DHCS noted it’s not the only state with such problems: “Many other states … have adjusted their strategies” toward their Medicaid computer systems, the release said. (Medi-Cal is California’s version of Medicaid.)
Indeed, several parties in Texas and Alaska, both public and private, have sued the Xerox subsidiary Xerox State Healthcare over contract problems.
The department declined to comment beyond the press release. The settlement requires that DHCS and Xerox both approve in advance any public statement for the next 30 days.
In a statement, Xerox said the settlement agreement finalizes the announcement it made last fall “that it did not expect to complete implementation of the Health Enterprise Platform in California.” Xerox added that it is “pleased to work with DHCS to continue processing Medi-Cal claims through September 2019.”
California’s drawn-out competition for the project began in 2007. Xerox won the contract in 2010. By 2012, the project was already in trouble. Delays caused the state to impose on Xerox a “corrective action plan.”
Originally scheduled for completion by the end of this year, the project isn’t close to done, the settlement indicates.

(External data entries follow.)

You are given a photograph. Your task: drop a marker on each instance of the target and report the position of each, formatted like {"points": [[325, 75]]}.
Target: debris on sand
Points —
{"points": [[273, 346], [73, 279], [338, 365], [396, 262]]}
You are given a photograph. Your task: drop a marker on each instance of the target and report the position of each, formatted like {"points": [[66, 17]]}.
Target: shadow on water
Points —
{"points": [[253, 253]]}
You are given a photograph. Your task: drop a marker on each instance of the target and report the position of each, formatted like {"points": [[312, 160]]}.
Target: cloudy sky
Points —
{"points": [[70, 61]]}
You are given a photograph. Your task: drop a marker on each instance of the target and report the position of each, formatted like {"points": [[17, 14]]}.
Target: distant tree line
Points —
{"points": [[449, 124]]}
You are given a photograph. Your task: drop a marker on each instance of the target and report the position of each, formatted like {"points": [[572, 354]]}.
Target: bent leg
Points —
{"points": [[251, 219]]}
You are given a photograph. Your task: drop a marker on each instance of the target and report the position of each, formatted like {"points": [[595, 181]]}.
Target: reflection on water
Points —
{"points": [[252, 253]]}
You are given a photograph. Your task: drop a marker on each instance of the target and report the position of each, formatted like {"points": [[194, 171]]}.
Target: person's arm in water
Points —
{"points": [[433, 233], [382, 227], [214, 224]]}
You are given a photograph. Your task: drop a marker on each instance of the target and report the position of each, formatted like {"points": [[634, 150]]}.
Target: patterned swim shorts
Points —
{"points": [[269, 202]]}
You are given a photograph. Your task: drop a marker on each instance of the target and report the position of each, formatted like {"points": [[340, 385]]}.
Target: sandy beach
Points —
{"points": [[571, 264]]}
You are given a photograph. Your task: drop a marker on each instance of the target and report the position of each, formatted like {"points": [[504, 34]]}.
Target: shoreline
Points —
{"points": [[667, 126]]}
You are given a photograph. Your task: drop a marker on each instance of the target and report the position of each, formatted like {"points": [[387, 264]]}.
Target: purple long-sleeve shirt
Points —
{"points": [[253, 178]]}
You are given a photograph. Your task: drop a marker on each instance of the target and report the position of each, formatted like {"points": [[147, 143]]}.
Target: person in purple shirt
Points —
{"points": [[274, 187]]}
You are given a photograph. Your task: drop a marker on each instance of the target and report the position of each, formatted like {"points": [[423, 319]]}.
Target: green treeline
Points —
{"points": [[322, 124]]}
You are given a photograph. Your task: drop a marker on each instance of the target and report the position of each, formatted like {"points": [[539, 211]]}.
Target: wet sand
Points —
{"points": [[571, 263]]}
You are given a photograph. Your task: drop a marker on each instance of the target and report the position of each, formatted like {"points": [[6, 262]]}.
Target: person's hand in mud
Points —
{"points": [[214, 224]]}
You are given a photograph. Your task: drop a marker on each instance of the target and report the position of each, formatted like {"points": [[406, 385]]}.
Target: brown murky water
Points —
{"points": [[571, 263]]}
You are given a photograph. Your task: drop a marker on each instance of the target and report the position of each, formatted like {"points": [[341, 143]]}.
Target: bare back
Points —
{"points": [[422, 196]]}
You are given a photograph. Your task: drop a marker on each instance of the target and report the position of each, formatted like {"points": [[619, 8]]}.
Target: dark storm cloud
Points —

Whenever government computer systems fall behind schedule, which is common, critics blame red tape. In this case, the massive Medi-Cal replacement contract with Xerox was inked just five days before President Obama signed the Affordable Care Act into law. As new regulations under the law worked their way through the health care system, requirements for the Medi-Cal project continued to change.
Compounding matters, Xerox fell into deep trouble. Its stock has lagged far behind the market in general. The company is under pressure from investor activist Carl Icahn. Late last year, Xerox said it would wind down its Medicaid computer systems business in California and Montana, take a $385 million charge against earnings, and “focus on profitable market segments.” That meant the end of the California project.
Several companies compete in the Medicaid system market. As of February, Xerox was the number-two provider, covering 11 states. The leader, HP Enterprise Systems, covers 18.
Xerox will pay about $103 million in cash, provide computer hardware and software worth $15 million, and abandon payment claims worth roughly $5 million more.
DHCS has reported it had paid Xerox $9 million for the replacement system, $8.1 million of that with federal funds.
This story was produced by Kaiser Health News, which publishes California Healthline, a service of the California Health Care Foundation.